De eerste vesting werken ter verdediging van de stad dateren uit de 14e eeuw. Ruim 1,5 km stadsmuur met 19 torens, 5 poorten en een gracht. Hiervan resteren nog een deel van de gracht, een stuk stadsmuur en de contouren van een verdedigingstoren. Ook is op diverse plaatsen in de stad de loop van de stadsmuur gemarkeerd.
In het begin van de 16e eeuw werd de stadsmuur aan de rivierzijde gebouwd. Ook deze is zichtbaar gemaakt in de bestrating. In de zelfde eeuw werd Schoonhoven in de 80 jarige oorlog twee maal belegerd en veroverd. Eerst door de Watergeuzen en drie jaar later door de Spanjaarden. De middeleeuwse muren bleken niet bestand tegen kanonvuur en er werden aan de zuidzijde en de oostelijke kant van de stad aarde wallen met bastions met een 45 meter brede gracht aangelegd.
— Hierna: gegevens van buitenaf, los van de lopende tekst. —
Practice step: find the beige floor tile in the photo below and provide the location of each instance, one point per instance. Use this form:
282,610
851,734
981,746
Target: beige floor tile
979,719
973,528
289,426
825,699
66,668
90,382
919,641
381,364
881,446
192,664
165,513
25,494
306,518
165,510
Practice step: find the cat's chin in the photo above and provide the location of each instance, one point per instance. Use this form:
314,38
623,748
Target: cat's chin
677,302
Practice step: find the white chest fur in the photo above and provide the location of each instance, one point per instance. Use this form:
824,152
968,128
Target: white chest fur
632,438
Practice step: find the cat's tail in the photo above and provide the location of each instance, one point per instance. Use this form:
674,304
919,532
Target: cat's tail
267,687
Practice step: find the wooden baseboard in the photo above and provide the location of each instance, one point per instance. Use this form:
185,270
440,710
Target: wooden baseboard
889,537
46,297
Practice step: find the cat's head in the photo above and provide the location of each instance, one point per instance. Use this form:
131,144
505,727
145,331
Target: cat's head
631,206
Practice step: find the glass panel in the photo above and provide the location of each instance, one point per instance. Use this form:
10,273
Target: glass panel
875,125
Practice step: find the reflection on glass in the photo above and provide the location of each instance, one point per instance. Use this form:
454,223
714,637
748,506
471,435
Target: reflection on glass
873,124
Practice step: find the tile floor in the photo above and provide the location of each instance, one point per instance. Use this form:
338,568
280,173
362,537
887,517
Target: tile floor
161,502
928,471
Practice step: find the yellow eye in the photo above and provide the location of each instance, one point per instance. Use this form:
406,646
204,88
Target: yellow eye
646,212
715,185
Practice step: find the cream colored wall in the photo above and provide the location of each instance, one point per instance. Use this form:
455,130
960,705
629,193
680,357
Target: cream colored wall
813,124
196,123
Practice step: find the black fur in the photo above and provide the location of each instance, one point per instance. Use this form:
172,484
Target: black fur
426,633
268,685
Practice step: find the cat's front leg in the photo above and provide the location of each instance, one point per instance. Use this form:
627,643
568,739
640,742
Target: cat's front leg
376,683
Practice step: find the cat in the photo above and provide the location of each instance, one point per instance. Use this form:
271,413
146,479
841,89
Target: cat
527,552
Ook werd aan de rivierzijde een nieuwe poort gebouwd. Deze poort, de bastions en de wal zijn nog aanwezig.
Aan de noordzijde waar ooit het kasteel stond en aan de westkant van de stad werden pas een nieuwe wal met bastions aangelegd in het rampjaar van 1672, toen Lodewijk XIV de Nederlanden binnen viel. Vanaf toen was Schoonhoven een vesting in de Oude Hollandse Waterlinie. Een deel van de toen gegraven gracht is nog aanwezig, ook de singels en een stuk wal met bastions.